The third step of my research, started in 2022, has been devoted to a detailed examination of the legal mechanics of exploitation, albeit no longer on the grounds of intellectual property. As a means to test the suitability of the impetus sustaining the notion of ablegality in other realms where exploitation takes hold, I have been working on the role of court dispute resolution in labour litigation as a core driver for the reproduction of the conditions of exploitation. The resulting article is my most developed piece of research so far and tackles the different moments where legal contingency impairs the restorative drive of a court award.
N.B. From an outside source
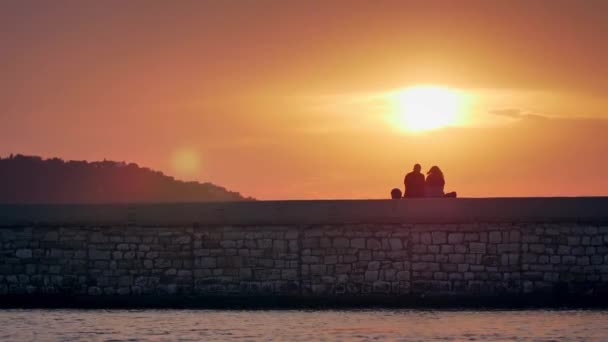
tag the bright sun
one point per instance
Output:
(423, 108)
Distinctively, though, the article does not challenge the nature of court awards in terms of their immediate insufficiency, e.g. as a mode of compensation that could otherwise be incrementally improved. Rather, it claims that, given the current framework of legal epistemology, even the most well-intended court award will still fall short of a just outcome when the structural and temporal effects of labour litigation are taken into account. For these reasons, my critique acknowledges and builds on the efficient dimension of court awards to highlight their structural insufficiency. It delves into and subsequently challenges the assumptions that render the notions of legal/illegal semantically similar to those of just/unjust, namely by taking issue with the scope of the freedom to contract, the distinction between discrete and structural liability, and the historically specific ways under which complexity is managed within the legal system.

Those features insulate the recuperation between harm caused by systemic exploitation and the consequent responsibility it would have normally entailed, contingent upon the possibility of ruling that this arrangement is legal in the first place. Even though this might sound trivial, an examination of its internal aspects is troubling. For instance, the circumstance that the infringement of labour regulation (i.e., an illegal act) might be rendered legal against payment might pose a paradox to Luhmann’s articulation of the legal system. This is because it would have created a scenario where an act is legal and illegal at the same time, and as such, irresolvable in legal terms. If this diagnosis is correct, the reflexivity of law in relation to politics is not simply restored but set permanently open, profoundly challenging technicist approaches that aspire to insulate law as a self-standing entity.